Hep olumlu düşünmek ve iyi yaşamak istiyorum.

Biliyorum!!!

Zorlukların üzerimde olumsuz etki bırakması söz konusu!

İz bırakma ihtimali de var...

Tüm koşulları derinden hissediyorum.

Buna rağmen iyimser olabilmek ve öylece de kalabilmek için çabalıyorum.

Yaşadığımız sıkıntılı ortamlara, peşi sıra geçirdiğimiz şiddetli sarsıntılara rağmen kendimizi iyi hissetmek zorundayız belki!

Örneğin ne mi yapacağız?

Üç maymunu oynayacağız.

Görmeyeceğiz, işitmeyeceğiz, konuşmayacağız...

Nefes almaktan, yemek yemek, su içmek, tuvalete gitmekten daha önemli bir şey yok ki!

Ormanda alevlerin arasında kalan arazözden yükselen sesleri duymayacaksın...

Kaplumbağaların, kuşların, tavşanların, yılanların, akreplerin, sincapların ve ahırlarda, avluda sağa sola koşarak, kaderine teslim olurken can havliyle, bağrışan, ineklere, at, eşek, koyun, keçi, tavuk, hindi, horoz, kedi, köpeklere kulak vermeyeceksin...

Otel yangınında canlarını kaybedenleri mahkeme salonunda dahi dinlemeyeceksin, gözlerden süzülen yaşları görmezden geleceksin...

Hepimizi de yakan, kahrolduğumuz ve hala daha ahh çektiren, cayır cayır yanarken haykıranlara bakmayacak, kulak tıkayacaksın...

Koltuğuma gömülecek, kahvemi içerken her şeyin ne kadar iğrenç olduğunu söyleyeceğim ve bu da bana yetecek!!!

Sonra kendimi iyi hissedecek ve içimde kıpırdanmalar başlayacak...

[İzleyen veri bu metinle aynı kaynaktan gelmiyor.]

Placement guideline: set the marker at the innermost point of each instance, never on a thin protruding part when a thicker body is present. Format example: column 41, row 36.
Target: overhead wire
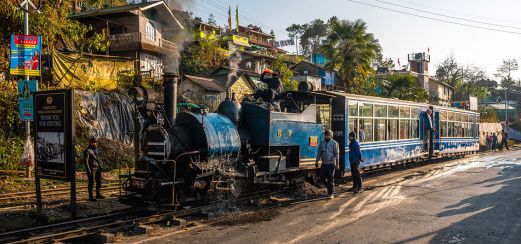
column 449, row 16
column 435, row 19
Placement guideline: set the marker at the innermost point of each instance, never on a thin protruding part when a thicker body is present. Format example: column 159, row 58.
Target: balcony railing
column 135, row 39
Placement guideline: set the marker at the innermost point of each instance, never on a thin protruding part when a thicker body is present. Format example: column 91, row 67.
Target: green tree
column 312, row 36
column 405, row 87
column 504, row 73
column 202, row 57
column 351, row 50
column 286, row 75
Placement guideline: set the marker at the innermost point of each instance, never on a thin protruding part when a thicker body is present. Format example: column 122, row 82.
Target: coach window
column 324, row 115
column 353, row 120
column 444, row 124
column 380, row 122
column 393, row 122
column 365, row 133
column 405, row 122
column 415, row 123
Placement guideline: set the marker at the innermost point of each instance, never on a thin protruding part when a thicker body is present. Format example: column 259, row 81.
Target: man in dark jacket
column 93, row 168
column 329, row 154
column 274, row 86
column 355, row 158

Bu kıpırdayışlarla o an herşeyi unutacak, hem istediğimi elde edebilmek hem de sevdiğim herşeyin benim olması için hırsla ve azimle koşturacağım...

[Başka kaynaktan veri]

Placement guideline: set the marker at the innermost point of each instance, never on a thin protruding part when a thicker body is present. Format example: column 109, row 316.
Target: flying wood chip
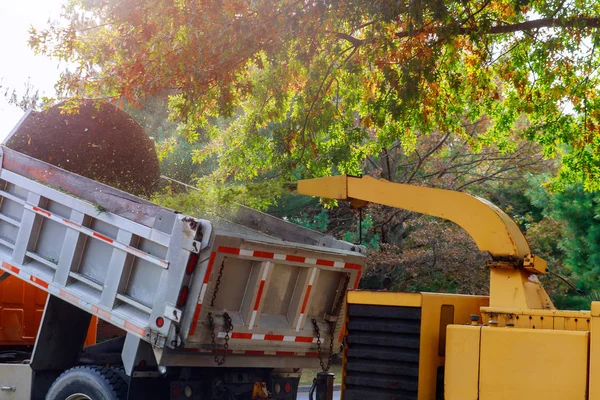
column 100, row 142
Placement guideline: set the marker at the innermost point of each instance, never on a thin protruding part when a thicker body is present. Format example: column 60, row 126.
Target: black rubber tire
column 96, row 382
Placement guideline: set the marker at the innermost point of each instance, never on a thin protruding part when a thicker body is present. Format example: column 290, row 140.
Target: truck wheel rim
column 78, row 396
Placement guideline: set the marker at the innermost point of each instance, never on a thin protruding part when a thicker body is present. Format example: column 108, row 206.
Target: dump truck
column 230, row 308
column 513, row 344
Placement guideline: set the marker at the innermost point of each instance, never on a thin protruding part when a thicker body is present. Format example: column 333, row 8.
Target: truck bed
column 159, row 274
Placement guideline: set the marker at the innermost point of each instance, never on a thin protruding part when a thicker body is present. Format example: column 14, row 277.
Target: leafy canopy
column 315, row 86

Bir gün sıranın kendime geleceğini düşünüyor muyum acaba?

Günü, ayı, yılı kurtarabilmek için mi yaşamalıyım?

Maalesef sadece çıkarlarını düşünen, etik değerleri tamamen yok sayan bir insan tipini yarattı dayatılan ve kabul gören koşullar.

Çoğalttık da!

Üzgün olana destek verme, düşeni yerden kaldırma, erdem sayılmıyor artık...

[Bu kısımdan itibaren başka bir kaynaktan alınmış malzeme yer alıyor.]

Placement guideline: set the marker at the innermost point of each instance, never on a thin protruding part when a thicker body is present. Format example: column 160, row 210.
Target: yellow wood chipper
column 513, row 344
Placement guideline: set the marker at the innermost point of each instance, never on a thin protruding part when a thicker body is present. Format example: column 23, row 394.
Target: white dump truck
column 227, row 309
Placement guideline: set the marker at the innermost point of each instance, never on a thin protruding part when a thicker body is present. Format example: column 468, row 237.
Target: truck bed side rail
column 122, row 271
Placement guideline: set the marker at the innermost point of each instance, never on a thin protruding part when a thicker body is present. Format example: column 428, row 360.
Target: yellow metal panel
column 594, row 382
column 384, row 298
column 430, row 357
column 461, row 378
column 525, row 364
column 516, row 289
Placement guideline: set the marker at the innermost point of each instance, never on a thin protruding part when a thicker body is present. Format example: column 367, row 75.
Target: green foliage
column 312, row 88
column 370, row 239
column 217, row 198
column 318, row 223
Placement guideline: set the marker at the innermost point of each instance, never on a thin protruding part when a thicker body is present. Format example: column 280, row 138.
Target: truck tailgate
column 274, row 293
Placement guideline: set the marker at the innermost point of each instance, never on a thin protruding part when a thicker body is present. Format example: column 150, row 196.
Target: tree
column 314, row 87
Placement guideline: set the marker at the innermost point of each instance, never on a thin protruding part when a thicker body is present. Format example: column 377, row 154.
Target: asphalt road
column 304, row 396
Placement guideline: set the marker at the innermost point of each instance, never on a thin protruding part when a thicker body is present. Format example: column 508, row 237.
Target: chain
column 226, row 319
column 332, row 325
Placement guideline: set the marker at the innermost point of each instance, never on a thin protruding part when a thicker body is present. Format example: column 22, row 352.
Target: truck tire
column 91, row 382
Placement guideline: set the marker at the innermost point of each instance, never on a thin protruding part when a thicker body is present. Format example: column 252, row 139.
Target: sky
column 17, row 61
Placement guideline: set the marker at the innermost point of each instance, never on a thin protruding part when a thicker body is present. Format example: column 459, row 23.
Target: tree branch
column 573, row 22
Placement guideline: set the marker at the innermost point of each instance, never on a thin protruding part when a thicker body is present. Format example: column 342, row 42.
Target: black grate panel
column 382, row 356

Kendisi bir zarara uğradığında iç karartmak yeterli.

Aşırı duyguya da gerek yok!!!

Peki zarara uğranan o an mı her şeyi hiç olmadığı kadar kötü görmek gerekir?

Çevrende olana bitene göz atmadan ve yananı, yakılanı, ağlayanı ve sızlayanı yüreğinde hissetmeden yaşamak, sağlıklı ve huzurlu, doğru ve ilkeli bir tarz mı?

Hayatın, "görmezden geldiğim" gerçeklerine bağışlayın beni diyerek sizlere sesleniyorum.

HEY HAYAT, seni hiç anlamıyorum...

Daha açık ifadeyle, anlamak istemiyorum.

Terörsüz Türkiye dediğimiz şu günlerde on iki kahraman evlat, ana kuzusu şehit oldu...

İlginç!!!

Kimyagerin ağzından çıkan metan gazını öğrenmeye şartlandırıyorum kendimi...

Anadolu'nun o kerpiçli karkas evlerinden yükselen, acıyı yüreklere kazınan ağıtları da duymuyorum.

Herşey yolunda çok şükür!!!

Biraz önce birşeyler yedim, tuvalete gideceğim.

Musmutlu olarak, yaşamımı sürdürmek için gayret sarfedeceğim, ter akıtacağım.

Kızmayın bana, sıkılsam da iyiyim diyebilmek için rolümü oynuyorum

Size de, sağlık ve esenlik dolu günler diliyorum.